Milwaukee Brewers – No. 61
- Pitcher
- Born: September 27, 1999 (age 27) Valle de la Pascua, Venezuela
- Bats: LeftThrows: Left

MLB debut
- September 30, 2021, for the Kansas City Royals

MLB statistics (through 2026 season)
- Win–loss record: 12–9
- Earned run average: 4.13
- Strikeouts: 158
- Stats at Baseball Reference

Teams
- Kansas City Royals (2021–2025); Milwaukee Brewers (2026–present);

Medals
Men's baseball
Representing Venezuela
World Baseball Classic
| Gold medal – first place | 2026 Miami | Team |

= Ángel Zerpa =

Venezuelan baseball player (born 1999)

Ángel David Zerpa (born September 27, 1999) is a Venezuelan professional baseball pitcher for the Milwaukee Brewers of Major League Baseball (MLB).
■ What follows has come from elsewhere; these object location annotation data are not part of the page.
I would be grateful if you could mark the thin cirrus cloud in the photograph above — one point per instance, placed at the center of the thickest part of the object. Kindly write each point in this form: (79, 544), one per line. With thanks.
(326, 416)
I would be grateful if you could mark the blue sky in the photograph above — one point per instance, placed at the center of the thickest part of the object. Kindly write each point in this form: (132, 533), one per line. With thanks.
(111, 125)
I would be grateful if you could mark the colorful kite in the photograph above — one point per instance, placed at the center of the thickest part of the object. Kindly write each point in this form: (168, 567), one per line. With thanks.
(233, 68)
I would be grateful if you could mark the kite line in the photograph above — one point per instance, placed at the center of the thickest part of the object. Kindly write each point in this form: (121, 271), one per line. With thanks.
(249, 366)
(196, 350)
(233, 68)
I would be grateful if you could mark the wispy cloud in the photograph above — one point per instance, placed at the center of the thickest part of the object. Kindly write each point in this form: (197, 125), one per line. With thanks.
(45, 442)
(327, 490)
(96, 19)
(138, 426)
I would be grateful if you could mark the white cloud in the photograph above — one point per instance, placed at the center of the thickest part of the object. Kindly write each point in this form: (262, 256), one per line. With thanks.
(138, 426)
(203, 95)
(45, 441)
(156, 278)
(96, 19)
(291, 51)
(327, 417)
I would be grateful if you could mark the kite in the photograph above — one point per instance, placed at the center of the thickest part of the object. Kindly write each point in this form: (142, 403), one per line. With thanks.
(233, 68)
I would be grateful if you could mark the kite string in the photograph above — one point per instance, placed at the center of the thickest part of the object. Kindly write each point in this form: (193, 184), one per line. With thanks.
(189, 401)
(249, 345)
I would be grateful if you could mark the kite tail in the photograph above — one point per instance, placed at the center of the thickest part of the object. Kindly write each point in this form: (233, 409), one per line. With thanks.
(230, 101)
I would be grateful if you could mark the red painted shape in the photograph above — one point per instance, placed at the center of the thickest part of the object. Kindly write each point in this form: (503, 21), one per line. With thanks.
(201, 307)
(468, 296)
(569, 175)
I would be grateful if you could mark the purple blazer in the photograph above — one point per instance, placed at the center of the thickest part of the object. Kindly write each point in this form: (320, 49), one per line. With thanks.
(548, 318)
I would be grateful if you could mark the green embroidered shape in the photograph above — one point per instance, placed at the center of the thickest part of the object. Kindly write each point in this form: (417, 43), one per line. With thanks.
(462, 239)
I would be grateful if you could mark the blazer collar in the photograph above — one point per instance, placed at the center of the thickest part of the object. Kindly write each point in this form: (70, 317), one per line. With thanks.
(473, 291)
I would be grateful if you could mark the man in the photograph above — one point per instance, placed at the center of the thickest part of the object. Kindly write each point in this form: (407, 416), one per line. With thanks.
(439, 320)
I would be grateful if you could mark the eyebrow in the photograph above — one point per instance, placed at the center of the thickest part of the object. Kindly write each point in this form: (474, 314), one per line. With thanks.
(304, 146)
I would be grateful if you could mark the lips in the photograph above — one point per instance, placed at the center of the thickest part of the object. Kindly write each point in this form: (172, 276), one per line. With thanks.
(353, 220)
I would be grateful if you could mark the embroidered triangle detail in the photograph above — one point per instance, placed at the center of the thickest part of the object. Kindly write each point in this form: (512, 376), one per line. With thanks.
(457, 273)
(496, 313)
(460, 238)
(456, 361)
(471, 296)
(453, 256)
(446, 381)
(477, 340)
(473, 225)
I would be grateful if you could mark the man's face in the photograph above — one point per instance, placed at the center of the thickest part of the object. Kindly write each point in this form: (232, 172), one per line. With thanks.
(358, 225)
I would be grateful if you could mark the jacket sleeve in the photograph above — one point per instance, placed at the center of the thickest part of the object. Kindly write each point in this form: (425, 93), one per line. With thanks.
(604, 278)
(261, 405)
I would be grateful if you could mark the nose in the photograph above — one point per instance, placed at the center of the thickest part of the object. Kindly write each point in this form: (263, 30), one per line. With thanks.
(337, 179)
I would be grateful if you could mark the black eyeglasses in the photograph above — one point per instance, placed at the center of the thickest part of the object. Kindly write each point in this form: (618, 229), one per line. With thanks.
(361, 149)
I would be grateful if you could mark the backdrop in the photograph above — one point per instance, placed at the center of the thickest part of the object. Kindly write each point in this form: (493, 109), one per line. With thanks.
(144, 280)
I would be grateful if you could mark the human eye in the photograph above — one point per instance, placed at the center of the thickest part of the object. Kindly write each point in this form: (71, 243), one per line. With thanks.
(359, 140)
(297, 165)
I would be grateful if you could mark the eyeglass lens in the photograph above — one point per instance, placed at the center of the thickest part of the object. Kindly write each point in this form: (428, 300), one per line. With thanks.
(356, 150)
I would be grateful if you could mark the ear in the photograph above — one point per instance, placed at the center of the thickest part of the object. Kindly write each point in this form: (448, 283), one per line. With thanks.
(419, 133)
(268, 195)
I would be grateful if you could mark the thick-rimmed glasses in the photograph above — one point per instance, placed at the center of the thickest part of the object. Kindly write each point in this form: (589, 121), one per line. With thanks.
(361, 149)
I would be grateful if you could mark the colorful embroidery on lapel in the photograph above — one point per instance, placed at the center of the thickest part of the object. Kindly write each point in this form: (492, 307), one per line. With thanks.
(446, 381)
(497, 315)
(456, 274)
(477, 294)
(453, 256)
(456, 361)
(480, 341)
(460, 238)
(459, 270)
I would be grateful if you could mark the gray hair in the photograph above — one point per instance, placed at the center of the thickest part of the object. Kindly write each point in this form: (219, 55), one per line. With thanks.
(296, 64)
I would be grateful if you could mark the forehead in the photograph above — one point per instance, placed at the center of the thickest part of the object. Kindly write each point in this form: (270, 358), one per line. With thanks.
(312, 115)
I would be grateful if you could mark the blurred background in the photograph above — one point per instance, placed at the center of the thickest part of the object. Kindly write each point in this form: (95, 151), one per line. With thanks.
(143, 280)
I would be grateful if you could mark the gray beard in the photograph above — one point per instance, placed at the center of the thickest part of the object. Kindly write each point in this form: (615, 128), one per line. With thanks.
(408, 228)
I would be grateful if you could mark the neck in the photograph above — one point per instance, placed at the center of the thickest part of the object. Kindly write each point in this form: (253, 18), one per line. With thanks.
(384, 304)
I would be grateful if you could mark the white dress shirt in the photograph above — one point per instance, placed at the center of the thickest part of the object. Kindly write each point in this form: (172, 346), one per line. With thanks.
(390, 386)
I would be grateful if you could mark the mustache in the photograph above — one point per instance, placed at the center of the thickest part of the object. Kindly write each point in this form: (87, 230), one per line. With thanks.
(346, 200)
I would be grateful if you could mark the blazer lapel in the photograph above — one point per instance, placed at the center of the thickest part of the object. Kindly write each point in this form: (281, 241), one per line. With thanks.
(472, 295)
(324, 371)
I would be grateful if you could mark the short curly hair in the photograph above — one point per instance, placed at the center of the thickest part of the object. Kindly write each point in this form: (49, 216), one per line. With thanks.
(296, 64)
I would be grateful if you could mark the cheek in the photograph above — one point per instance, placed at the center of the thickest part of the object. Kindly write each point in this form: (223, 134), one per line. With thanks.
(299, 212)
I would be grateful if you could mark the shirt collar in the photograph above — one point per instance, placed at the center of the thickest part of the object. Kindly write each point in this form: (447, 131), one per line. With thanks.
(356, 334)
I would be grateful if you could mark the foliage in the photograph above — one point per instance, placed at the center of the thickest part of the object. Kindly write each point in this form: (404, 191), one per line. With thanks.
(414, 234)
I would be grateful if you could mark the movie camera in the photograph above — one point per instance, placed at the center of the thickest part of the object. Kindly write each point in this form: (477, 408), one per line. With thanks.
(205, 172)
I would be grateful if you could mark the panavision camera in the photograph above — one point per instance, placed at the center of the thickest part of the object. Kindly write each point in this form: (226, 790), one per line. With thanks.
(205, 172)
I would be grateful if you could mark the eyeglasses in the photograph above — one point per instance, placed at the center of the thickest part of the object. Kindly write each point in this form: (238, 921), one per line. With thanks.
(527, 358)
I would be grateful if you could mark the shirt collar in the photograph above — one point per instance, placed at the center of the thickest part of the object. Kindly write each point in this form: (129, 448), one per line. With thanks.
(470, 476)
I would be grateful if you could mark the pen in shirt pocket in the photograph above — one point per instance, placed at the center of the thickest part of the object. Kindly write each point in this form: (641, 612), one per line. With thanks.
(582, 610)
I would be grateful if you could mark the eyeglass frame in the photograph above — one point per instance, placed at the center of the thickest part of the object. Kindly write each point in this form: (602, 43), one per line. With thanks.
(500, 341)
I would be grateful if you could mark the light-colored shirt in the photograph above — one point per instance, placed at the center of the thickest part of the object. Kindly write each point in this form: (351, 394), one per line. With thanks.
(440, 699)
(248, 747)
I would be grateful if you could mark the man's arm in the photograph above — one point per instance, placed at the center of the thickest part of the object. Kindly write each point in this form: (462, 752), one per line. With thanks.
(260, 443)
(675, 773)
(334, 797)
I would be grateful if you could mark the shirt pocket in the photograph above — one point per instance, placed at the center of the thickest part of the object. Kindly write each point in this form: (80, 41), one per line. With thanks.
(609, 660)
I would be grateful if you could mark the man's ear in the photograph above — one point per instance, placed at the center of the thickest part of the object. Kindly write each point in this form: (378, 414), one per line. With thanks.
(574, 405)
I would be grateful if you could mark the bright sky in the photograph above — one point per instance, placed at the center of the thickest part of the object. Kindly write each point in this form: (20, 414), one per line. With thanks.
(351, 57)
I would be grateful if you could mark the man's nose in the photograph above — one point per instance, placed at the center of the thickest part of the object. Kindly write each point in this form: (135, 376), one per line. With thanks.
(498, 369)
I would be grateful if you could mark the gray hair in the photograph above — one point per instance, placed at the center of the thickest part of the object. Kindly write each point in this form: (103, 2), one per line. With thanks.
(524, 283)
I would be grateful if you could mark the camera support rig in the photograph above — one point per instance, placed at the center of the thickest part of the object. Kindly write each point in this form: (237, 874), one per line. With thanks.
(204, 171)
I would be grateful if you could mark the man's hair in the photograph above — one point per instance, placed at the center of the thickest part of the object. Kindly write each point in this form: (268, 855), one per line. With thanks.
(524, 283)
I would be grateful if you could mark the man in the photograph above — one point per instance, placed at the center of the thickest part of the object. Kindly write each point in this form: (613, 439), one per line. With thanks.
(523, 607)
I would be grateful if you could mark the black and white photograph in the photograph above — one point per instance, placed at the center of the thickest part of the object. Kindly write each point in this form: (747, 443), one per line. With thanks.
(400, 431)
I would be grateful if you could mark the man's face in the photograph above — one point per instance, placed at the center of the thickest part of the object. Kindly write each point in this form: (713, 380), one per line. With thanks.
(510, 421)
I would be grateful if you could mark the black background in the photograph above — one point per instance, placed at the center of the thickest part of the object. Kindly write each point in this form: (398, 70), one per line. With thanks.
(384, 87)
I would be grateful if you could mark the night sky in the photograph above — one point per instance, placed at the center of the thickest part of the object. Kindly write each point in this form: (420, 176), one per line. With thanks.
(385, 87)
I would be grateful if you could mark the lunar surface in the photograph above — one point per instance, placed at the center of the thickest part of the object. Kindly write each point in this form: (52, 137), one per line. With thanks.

He has previously played in MLB for the Kansas City Royals. He made his MLB debut in 2021.

==Career==
===Kansas City Royals===
Zerpa signed with the Kansas City Royals as an international free agent on July 26, 2016 for a $100,000 signing bonus. Zerpa made his professional debut in 2017 with the Dominican Summer League Royals, going 3–4 with a 1.84 ERA and 39 strikeouts over 63 2/3 innings. He spent the 2018 season with the Arizona League Royals, going 3–6 with a 3.88 ERA and 34 strikeouts over 48 2/3 innings. Zerpa split the 2019 season between the Burlington Royals and the Idaho Falls Chukars, going a combined 6–3 with a 3.40 ERA and 55 strikeouts over 55 1/3 innings. He did not play in a game in 2020 due to the cancellation of the minor league season because of the COVID-19 pandemic.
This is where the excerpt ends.